ABOUT LATE NIGHT DRIVE HOME:

late night drive home have never known a world without internet — without access to the endless stream of joy, sorrow, and titillation that we all tune in and tune out to on the daily. In many ways, the guys can’t extricate themselves from that reality, but they’re trying to grapple with it. The culmination of that, then, is the buoyant yet ominous as I watch my life online, the band’s debut album on Epitaph, out June 27th.

“The record is a critique and a meta representation of the current online landscape: a whole new world or giant united country that connects us between cities, forcing us to be online. Instant gratification is at our fingertips — likes, follows, and entertainment a click away,” says guitarist Juan “Ockz” Vargas. “It shows the listener how we grew up in the early days of peak internet — how we saw it all unfold. We want to give our perspective on the internet while creating art alongside it.”

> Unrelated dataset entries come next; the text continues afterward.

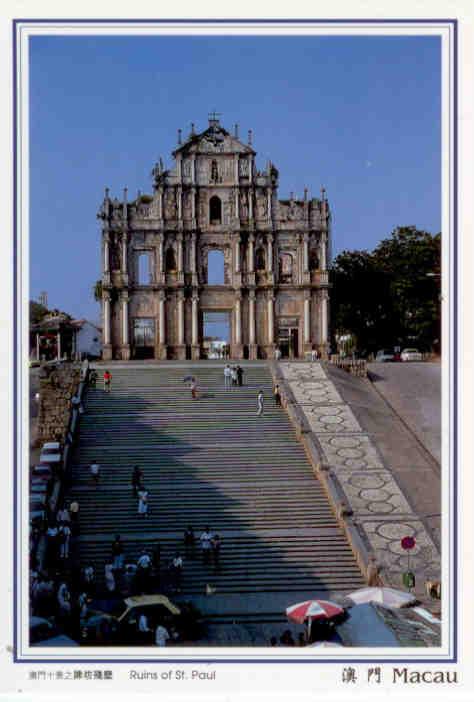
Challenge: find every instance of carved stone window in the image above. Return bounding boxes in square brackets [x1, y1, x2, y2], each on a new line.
[279, 253, 293, 283]
[137, 251, 152, 285]
[255, 246, 267, 271]
[165, 246, 178, 273]
[309, 249, 319, 271]
[209, 195, 222, 224]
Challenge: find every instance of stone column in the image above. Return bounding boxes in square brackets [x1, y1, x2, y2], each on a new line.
[120, 290, 130, 361]
[191, 294, 200, 361]
[267, 293, 274, 347]
[177, 290, 186, 361]
[247, 234, 255, 273]
[303, 234, 308, 273]
[267, 234, 273, 273]
[249, 290, 257, 361]
[232, 290, 244, 359]
[319, 233, 327, 271]
[234, 234, 240, 273]
[321, 290, 329, 348]
[176, 187, 183, 220]
[303, 290, 311, 345]
[102, 291, 112, 361]
[102, 232, 110, 275]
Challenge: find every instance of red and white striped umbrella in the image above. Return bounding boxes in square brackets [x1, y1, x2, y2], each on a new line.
[286, 600, 344, 624]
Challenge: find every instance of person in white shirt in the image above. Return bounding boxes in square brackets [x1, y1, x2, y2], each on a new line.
[199, 527, 212, 563]
[257, 390, 263, 417]
[138, 487, 148, 517]
[155, 624, 170, 646]
[90, 461, 100, 485]
[138, 612, 151, 643]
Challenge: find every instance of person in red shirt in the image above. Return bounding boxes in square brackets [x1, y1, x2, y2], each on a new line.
[104, 370, 112, 392]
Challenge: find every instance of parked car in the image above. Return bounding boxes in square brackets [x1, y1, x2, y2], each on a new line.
[31, 463, 53, 483]
[400, 349, 423, 361]
[40, 441, 61, 466]
[375, 349, 395, 363]
[30, 617, 79, 646]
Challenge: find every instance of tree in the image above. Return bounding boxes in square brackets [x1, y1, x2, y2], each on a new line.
[92, 280, 102, 302]
[30, 300, 49, 324]
[331, 227, 441, 351]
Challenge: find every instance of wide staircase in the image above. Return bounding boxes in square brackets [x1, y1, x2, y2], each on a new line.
[68, 362, 364, 620]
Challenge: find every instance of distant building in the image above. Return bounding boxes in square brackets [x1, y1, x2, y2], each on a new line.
[98, 114, 330, 359]
[30, 320, 102, 361]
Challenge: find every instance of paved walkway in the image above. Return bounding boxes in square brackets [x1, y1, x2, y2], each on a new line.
[280, 363, 440, 594]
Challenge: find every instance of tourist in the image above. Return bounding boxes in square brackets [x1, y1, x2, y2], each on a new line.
[69, 500, 79, 533]
[112, 534, 124, 570]
[104, 563, 116, 595]
[273, 385, 281, 407]
[58, 522, 71, 559]
[211, 534, 222, 571]
[155, 624, 170, 647]
[104, 370, 112, 392]
[184, 526, 196, 560]
[280, 629, 295, 646]
[151, 541, 161, 576]
[56, 505, 71, 523]
[224, 364, 232, 390]
[138, 485, 148, 517]
[132, 466, 143, 496]
[89, 461, 100, 485]
[199, 526, 212, 564]
[138, 612, 151, 644]
[171, 552, 183, 592]
[257, 390, 263, 417]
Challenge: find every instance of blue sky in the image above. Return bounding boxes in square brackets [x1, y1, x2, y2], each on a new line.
[30, 36, 441, 320]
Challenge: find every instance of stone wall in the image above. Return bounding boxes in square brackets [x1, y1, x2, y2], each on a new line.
[37, 364, 80, 445]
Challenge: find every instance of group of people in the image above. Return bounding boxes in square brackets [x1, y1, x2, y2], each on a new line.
[224, 364, 244, 390]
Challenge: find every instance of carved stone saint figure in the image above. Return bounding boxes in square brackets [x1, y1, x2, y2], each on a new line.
[211, 159, 219, 183]
[165, 188, 176, 219]
[239, 158, 249, 178]
[239, 190, 249, 219]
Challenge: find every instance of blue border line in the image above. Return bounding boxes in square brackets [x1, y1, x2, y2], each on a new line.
[12, 18, 458, 665]
[12, 15, 18, 662]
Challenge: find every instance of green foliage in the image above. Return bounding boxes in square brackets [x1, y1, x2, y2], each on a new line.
[30, 300, 49, 324]
[331, 227, 441, 351]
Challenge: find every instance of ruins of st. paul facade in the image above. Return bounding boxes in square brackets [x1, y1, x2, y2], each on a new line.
[99, 115, 330, 360]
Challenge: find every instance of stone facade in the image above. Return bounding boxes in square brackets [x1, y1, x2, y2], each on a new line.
[98, 116, 330, 360]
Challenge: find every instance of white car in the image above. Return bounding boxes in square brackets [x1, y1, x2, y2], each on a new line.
[400, 349, 423, 361]
[40, 441, 61, 465]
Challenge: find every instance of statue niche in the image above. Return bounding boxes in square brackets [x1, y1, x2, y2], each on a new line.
[279, 253, 293, 283]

late night drive home was born in El Paso, Texas, and Chaparral, New Mexico, hardworking communities where the collars were mostly blue — a quality that the band would bring to their music as self-taught craftsmen. Comprising guitarist Juan “Ockz” Vargas, singer Andre Portillo, drummer Brian Dolan, and bassist Freddy Baca, the entirely self-taught quartet released their first EP as a full band, 2021’s Am I sinking or Am I swimming?, and blew up with the single “Stress Relief,” a blast of early-Aughts indie that racked in tens of millions of streams. Their first pull compilation of songs, How Are We Feeling? dropped in 2022, and after signing with Epitaph in 2023 — and releasing 2024’s grunge-inspired EP i'll remember you for the same feeling you gave me as i slept — they found themselves playing stages their indie idols previously shredded: Coachella, Shaky Knees, Austin City Limits, and Kilby Block Party. 

Since the end of the pandemic, though, the band has been dreaming up as I watch my life online. “Sonically the record is expertly produced — it was the first work we put out that was recorded in professional studios and not our bedrooms,” Vargas says about working with producer Sonny Diperri. “Topically, the album is about the internet. As a Gen-Z band, we want to give an accurate representation of how it feels to be always online. Our generation is forced to care so much about its online identity, it’s like ‘your profile is as important as your outfit.’”

The resulting suite of tracks is a series of online vignettes that hammers home the band’s message: the photos on your phone shouldn’t be your identity; your posts aren’t your inner monologue.